Earlier this week, the Senate Committee on Homeland Security and Governmental Affairs held its first hearing of the new Congress, entitled “Protecting America from Cyber Attacks: The Importance of Information Sharing.”  The hearing focused in large part on the White House’s recent information sharing proposal, which would protect private entities from civil and criminal liability for sharing information with the government and designated private information sharing and analysis organizations (ISAOs).

Sen. Ron Johnson (R-WI), Chairman of the Committee, noted that he was “encouraged” by the renewed prospect of passing an information-sharing bill but cautioned that the Senate Intelligence Committee may also seek to weigh in on the issue.  Sen. Tom Carper (D-DE), the ranking member of the Committee, said that the administration’s proposal is “not perfect” but contains “constructive proposals that will help us continue the conversation on this issue.”  Sen. Carper, who has pledged to introduce a bill based on the White House’s proposal, told reporters afterwards that action on an information sharing bill could occur “very soon” and Congress will be “much more involved this year” on cybersecurity issues.

Several of the Committee’s members expressed concern over the privacy implications of allowing private entities to share cyber threat information with the federal government, and the panel members agreed that privacy concerns would be the biggest obstacle to passing an information-sharing bill.  Sen. Cory Booker (D-NJ) questioned whether information sharing legislation could create “another level of government surveillance” by encouraging private entities to turn over customer information.  However, the panel replied that the current proposal is a “constructive step forward” in comparison to previous information sharing bills and offers increased protection for customer information.

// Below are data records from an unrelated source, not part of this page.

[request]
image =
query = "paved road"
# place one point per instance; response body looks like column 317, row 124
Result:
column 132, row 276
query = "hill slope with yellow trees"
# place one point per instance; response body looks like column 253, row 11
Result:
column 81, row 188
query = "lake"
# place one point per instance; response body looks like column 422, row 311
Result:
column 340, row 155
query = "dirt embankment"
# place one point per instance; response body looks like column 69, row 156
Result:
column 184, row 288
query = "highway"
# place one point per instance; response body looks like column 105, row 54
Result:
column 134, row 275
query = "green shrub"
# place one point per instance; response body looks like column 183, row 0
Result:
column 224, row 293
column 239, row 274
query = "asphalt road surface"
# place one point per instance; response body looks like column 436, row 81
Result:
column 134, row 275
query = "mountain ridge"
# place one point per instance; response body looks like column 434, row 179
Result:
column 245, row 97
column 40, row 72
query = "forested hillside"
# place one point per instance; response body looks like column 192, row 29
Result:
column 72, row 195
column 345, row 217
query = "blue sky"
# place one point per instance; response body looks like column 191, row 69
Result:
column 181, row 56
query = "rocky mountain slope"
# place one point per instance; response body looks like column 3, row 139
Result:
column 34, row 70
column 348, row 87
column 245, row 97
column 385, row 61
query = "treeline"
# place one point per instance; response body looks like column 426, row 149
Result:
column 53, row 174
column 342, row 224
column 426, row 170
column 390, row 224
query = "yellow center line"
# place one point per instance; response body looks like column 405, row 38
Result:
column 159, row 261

The Committee also explored the liability protections offered by the White House’s proposal, as Sen. Johnson questioned the panel about whether the proposed liability protections would be “adequate.”  The panel members replied that although the proposal contains basic liability protections, such provisions would be insufficient to encourage private companies to engage in the large-scale information sharing that is needed to combat cyber threats.  Several panel members noted that many private entities already share cyber threat indicators within industry groups and encouraged the Committee to consider providing liability protections for sharing between private entities as well.

The Committee’s hearing comes after over 30 industry associations sent a letter to the Senate, “strongly urg[ing] the Senate to quickly pass a cybersecurity information-sharing bill.”  Such a bill, according to the letter, could allow business to receive cyber threat indicators in real time and protect themselves from cyberattacks while providing “legal certainty” against “frivolous lawsuits” that could result from information sharing.  The letter also called for legislation that would protect civil liberties and privacy while protecting private entities from public disclosure, regulatory and antitrust risks.